The school should definitely have spoken to her if they've had to reprimand her child for spitting. I think I'd stay civil at pick up times but next time she tried to organise something I'd be honest. "MyDC won't want to do that as YourDC is being quite unkind to them at school."
and if she gets offended, tough titties 🤷🏼‍♀️

BigScaryPumpkin · 22/10/2025 16:27

@bananasinabowl

In terms of the spitting, did you see it happen - or did your child tell you about the spitting?
From working in a school - I’ve never seen a child actually ‘spit’, but what I do see is children blowing raspberries.

Sometimes it’s a game, it’s mostly just silliness - I tell them to stop.
It’s not really malicious like an adults interpretation of ‘spit’.

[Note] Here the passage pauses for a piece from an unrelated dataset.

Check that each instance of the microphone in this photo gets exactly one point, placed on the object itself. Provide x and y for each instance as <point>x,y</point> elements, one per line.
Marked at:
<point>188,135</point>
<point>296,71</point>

EatMoreChocolate44 · 22/10/2025 16:30

Word of advice as a primary school teacher (I teach P2 and I've two kids myself) is to not fall out with parents due to their children's silly behaviour. Kids are extremely fickle and they are still very much learning how to play at this age. Parents get themselves really worked up about these things and the kids are friends again by lunchtime. It makes life so awkward especially going forward with birthday parties, school events etc. The mum seems like she is being overly friendly to make up for her son's behaviour and wants to be friends. As an adult if someone spat in your face you would be horrified however kids at this age are mean to eachother all the time. Every lunchtime my assistants have a list of names and friendship groups where the children have done x, y and z. Don't get me wrong, there are so many lovely gentle children but lots of boisterous, reactive and challenging children too. They are still so young. Obviously it's more of an issue as they get older as they should become better at recognising and controlling their behaviour. Stop the playdates if you think they are being detrimental to your child and encourage him to play with others but not speaking to the mum is unkind and childish. You don't need to be good friends but if it was me I would try to be polite and friendly when I see her.

Snorlaxo · 22/10/2025 16:32

The mum literally telling the child “Look at X and Y’a good behaviour” was never going to help a friendship blossom.

If she asks be direct and say that the kids don’t get along or that her son doesn’t like my son since he spits on him. Hopefully she will get the hint. By being polite, she could be thinking that the school is not overreacting or exaggerating because who in their right mind encourages a friendship with a child who is nasty to theirs? The boys should leave each other alone and you should help that by leaving the mum alone too.